Definition of Negligence
The legal theory of negligence is that you can only hold someone legally responsible for damages if you can prove that they acted carelessly. Therefore, in court, you must effectively demonstrate these five things: duty, breach, causation, proximate cause, and harm.
Generally speaking, the person acting “carelessly” is liable for the resulting harm. Negligence is the principle used in all types of personal injury cases, whether a negotiated settlement or one that goes to trial.
5 Elements of Negligence
Breaking done the five elements of negligence:
Duty: You must prove the defendant had a duty of care to prevent the cause of your injury.
Breach: You must prove a violation of standard care caused the damage or injury.
Causation: You must prove a correlation between negligence and the consequences.
Proximate cause: You must prove a direct link between the negligent act and the damage.
Harm: You must prove that the incident caused by someone else’s negligence resulted in your injuries, financial loss, and emotional pain. It could even be only one of these.
Why is negligence hard to prove?
These five reasons can make it hard for you to prove negligence:
1. Not establishing a duty of care
Always get an experienced personal injury lawyer because it is not always easy to establish a duty of care. Proving duty of care can be onerous and needs a lot of research because of the absence of relevant or very vague laws. Your lawyer might decide to call in an expert witness to testify how the person responsible for your injuries violated the expected standards.

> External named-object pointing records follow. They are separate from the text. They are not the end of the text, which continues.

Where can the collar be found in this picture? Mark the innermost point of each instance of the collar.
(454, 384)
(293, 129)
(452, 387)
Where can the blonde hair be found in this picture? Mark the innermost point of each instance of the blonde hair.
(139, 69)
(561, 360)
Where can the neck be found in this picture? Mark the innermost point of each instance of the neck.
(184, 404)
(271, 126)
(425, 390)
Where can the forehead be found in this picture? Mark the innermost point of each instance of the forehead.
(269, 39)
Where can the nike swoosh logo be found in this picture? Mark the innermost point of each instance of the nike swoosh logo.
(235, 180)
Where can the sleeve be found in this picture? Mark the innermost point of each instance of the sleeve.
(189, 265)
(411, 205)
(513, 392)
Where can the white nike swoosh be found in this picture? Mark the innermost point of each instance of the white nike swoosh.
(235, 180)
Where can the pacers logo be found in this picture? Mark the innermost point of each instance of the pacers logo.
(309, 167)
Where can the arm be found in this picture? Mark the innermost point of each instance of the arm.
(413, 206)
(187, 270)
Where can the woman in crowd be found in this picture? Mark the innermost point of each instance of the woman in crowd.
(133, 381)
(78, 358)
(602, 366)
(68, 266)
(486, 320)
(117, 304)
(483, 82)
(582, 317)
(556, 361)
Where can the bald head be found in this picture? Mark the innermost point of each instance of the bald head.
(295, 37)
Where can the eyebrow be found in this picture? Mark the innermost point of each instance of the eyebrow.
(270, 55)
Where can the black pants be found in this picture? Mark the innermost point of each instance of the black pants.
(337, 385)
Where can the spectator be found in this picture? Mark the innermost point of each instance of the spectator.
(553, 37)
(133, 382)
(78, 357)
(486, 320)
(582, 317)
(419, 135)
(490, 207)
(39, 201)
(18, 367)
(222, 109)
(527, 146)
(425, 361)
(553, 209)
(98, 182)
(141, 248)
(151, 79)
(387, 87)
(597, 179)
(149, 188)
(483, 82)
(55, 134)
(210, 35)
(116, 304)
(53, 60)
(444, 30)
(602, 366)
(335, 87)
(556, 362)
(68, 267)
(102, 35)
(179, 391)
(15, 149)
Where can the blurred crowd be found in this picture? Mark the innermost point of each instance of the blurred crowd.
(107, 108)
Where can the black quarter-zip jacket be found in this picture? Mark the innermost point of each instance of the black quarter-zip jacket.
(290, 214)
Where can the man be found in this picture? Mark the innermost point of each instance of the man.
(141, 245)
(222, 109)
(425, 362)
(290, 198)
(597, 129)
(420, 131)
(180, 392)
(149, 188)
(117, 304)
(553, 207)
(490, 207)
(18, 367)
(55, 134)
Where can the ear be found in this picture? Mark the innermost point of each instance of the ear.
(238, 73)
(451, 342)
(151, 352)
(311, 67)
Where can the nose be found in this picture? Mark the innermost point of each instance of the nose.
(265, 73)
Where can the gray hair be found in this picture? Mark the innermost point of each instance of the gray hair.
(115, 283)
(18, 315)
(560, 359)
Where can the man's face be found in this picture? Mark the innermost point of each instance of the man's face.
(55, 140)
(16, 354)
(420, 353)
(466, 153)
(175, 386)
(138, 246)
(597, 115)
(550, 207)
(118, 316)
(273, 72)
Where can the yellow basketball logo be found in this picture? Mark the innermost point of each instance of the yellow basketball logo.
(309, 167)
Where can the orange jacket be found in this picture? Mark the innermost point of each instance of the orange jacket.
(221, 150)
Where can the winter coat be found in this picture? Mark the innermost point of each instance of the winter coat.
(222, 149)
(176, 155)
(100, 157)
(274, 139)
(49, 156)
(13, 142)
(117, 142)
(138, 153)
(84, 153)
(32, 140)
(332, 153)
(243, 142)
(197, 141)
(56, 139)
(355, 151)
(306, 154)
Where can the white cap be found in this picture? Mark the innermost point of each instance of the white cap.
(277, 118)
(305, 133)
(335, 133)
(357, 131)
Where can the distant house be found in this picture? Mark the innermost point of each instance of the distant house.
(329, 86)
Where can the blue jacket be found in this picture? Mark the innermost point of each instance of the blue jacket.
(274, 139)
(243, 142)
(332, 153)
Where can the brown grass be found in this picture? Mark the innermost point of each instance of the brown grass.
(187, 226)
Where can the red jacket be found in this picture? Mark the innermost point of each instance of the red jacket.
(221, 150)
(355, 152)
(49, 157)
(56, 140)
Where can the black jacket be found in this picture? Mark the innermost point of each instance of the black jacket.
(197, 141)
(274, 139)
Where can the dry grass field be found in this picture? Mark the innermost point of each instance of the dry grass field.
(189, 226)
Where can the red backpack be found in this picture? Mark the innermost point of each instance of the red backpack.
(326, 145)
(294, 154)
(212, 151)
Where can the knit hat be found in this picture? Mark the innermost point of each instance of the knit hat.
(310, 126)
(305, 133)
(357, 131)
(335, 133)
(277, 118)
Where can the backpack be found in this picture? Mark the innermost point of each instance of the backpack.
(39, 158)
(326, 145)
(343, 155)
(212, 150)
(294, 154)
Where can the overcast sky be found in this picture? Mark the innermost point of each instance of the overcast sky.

2. Proving breach and causation
Your lawyer needs to provide evidence of a breach of care by getting a confession from the responsible party or calling for eyewitness testimony proving it. Proving the breach is significant and means that you must verify the negligent act, whether it was someone texting while driving, malfunctioning equipment because of failure to service, etc.
After demonstrating the duty owed to you by the defendant and the breach, your lawyer must show that it caused your injury or damage.
3. Documentation of injuries
Your lawyer must prove that your injuries were a direct cause of the defendant’s breach of duty. However, to prove this, you need to document your injuries from the start. If you haven’t needed to call 911 after an incident, neglecting to get medical attention can make it very difficult to prove that the incident caused the injuries. Make sure you have detailed notes about the types of injuries, their severity, recovery time, and the long-term effects.
4. Potential negligence from you
You risk receiving less compensation if the other party can prove you played a part in causing the accident. In cases where the plaintiff has anything over 50% of the responsibility, they cannot seek personal injury.
Therefore, you must never speak to anyone about your accident; otherwise, you risk saying something that can be used against you later on. Insurers are known for using questioning tactics that may negatively influence your claim.
5. Not tracking financial damages
Never fail to document all the financial damages incurred by the incident. Include everything from medical billing to other out-of-pocket expenses like travel, parking, medicines, etc.
Don’t fail to track all the income you lost because of the incident. Proving potential earning, primarily if you work on a commission basis or odd jobs, can be difficult, but you must seek compensation for this too.
Don’t fail to receive the compensation you deserve by neglecting to prove negligence. Make sure to collect all the documents, witness accounts and get an excellent personal injury lawyer. A personal injury lawyer knows how crucial proving negligence is to your case and how to go about proving it.